High schools do a lot to support their students' college applications. Teachers write recommendation letters and counselors provide transcripts and mid-year reports. But there's one thing that a growing number of schools no longer do that may
complicate college admissions: more and more high schools decline to provide class ranks for their graduates.
According to the National Association for College Admission Counseling, fewer than 20 per cent of private U.S. high schools still provide class ranks. A significant minority (15 per cent) of public high schools have also chosen to stop ranking their graduates.
It's often high-performing schools that have elected to do away with rankings. Their feeling is that class ranks aren't fair when the difference between someone in the top 5 per cent of her graduating class and someone in the top 10 per cent amounts to less than one-tenth of one per cent. The graduate who gets the lower ranking may still be an A-plus student, but her ranking wouldn't reflect that.
From an admissions officer's point of view, however, taking away high school class ranks means having one less piece of information about an applicant. Without a class rank, they say, it can be harder to put an applicant's transcript and standardized test score in their proper perspective.
For example, say an admissions committee is reviewing an applicant who has 2200-plus SAT score but only a 3.3 GPA. What does the gap between the two mean? Did the student take exceptionally hard classes with tough teachers? Or is he a bright student who failed to apply himself in class? A class rank would help answer that question.
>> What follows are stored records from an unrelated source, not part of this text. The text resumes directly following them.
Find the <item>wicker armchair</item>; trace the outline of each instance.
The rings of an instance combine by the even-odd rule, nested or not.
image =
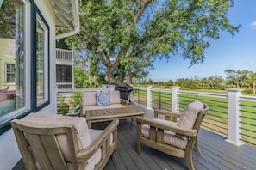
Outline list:
[[[31,113],[11,125],[26,169],[103,169],[116,159],[118,120],[90,130],[84,118]]]
[[[195,146],[197,154],[201,153],[197,135],[208,110],[207,105],[195,101],[182,114],[155,110],[153,119],[136,118],[137,152],[140,153],[142,143],[168,155],[184,158],[189,169],[194,169],[191,150]],[[165,118],[160,119],[159,115],[164,115]]]

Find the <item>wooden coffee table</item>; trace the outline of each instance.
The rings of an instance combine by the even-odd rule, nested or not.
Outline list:
[[[143,116],[144,112],[128,106],[123,108],[109,108],[109,109],[99,109],[99,110],[88,110],[85,111],[85,118],[89,128],[91,128],[91,123],[94,122],[104,122],[113,119],[126,119],[132,118],[132,124],[134,118],[137,116]]]

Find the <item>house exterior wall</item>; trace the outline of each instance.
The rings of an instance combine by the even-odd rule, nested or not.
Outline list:
[[[56,112],[56,77],[55,77],[55,15],[53,10],[50,0],[34,0],[39,10],[49,25],[49,46],[50,46],[50,104],[39,112]],[[18,149],[16,141],[12,129],[7,131],[0,136],[0,169],[12,169],[21,159],[21,154]]]
[[[0,38],[0,89],[9,87],[12,90],[15,84],[5,83],[5,64],[15,64],[15,48],[16,42],[14,39]]]

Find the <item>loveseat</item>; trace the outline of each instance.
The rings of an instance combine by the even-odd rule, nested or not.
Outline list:
[[[11,121],[26,169],[103,169],[116,160],[118,124],[94,130],[84,118],[43,113]]]
[[[80,116],[85,116],[88,110],[126,107],[128,100],[120,98],[116,91],[84,91],[80,104]]]

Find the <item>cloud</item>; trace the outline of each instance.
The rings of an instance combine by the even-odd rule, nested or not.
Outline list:
[[[253,21],[251,23],[251,26],[252,26],[253,29],[256,30],[256,21]]]
[[[247,63],[247,64],[248,64],[248,65],[255,65],[256,64],[256,62],[248,62],[248,63]]]

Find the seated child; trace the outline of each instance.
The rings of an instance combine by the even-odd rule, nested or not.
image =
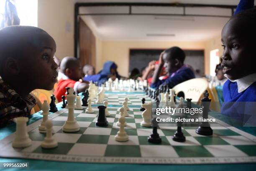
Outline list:
[[[223,86],[224,83],[228,79],[226,77],[225,77],[224,74],[223,73],[223,71],[222,66],[220,64],[218,64],[216,66],[216,69],[215,69],[215,73],[216,73],[216,77],[217,78],[217,85],[220,85]]]
[[[95,69],[94,67],[91,65],[85,65],[83,67],[83,72],[84,75],[84,77],[87,77],[88,75],[95,75]]]
[[[59,80],[54,90],[54,95],[59,102],[61,102],[61,96],[65,95],[66,87],[73,87],[77,94],[84,92],[89,87],[87,83],[79,81],[82,78],[82,71],[77,59],[70,56],[63,58],[61,62],[60,69],[65,75]]]
[[[179,83],[195,78],[193,71],[183,64],[185,57],[185,53],[178,47],[173,47],[162,52],[158,67],[153,75],[151,87],[156,88],[161,84],[167,84],[169,88],[172,88]],[[169,77],[165,79],[160,80],[159,76],[164,65]]]
[[[28,116],[36,105],[30,93],[51,90],[57,82],[56,44],[44,30],[12,26],[0,30],[0,127]]]
[[[97,85],[100,85],[108,81],[109,78],[111,78],[113,81],[115,80],[116,78],[120,79],[121,77],[118,74],[117,69],[117,65],[115,62],[108,61],[104,63],[102,70],[99,72],[99,73],[84,77],[84,80],[97,82]]]
[[[221,33],[224,48],[221,66],[228,79],[223,87],[225,102],[221,112],[239,119],[243,113],[234,110],[241,110],[245,113],[246,110],[239,102],[256,102],[256,9],[253,9],[232,16]]]

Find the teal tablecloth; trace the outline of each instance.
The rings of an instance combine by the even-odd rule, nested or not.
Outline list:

What should you do if your high school is one that no longer provides class ranks?
You need to understand that your file will be lacking a piece of information about your academic performance. You should then try to understand what impact that will have on your application profile. (It won't mean the same thing for every applicant.) Next, think about the picture that the other information in your file – including your GPA, your test scores, and your transcript – gives of your academic abilities. The next and final step is to make sure that your recommendation letters and essays answer any questions that an admissions committee may be left with regarding your academic track record and abilities.
It may sound like a nuisance to take these extra steps in preparing your applications. There's already so much that you have to do. However, taking the additional time to head off any misperceptions about your school performance may be the thing that makes the difference in your admissions outcomes.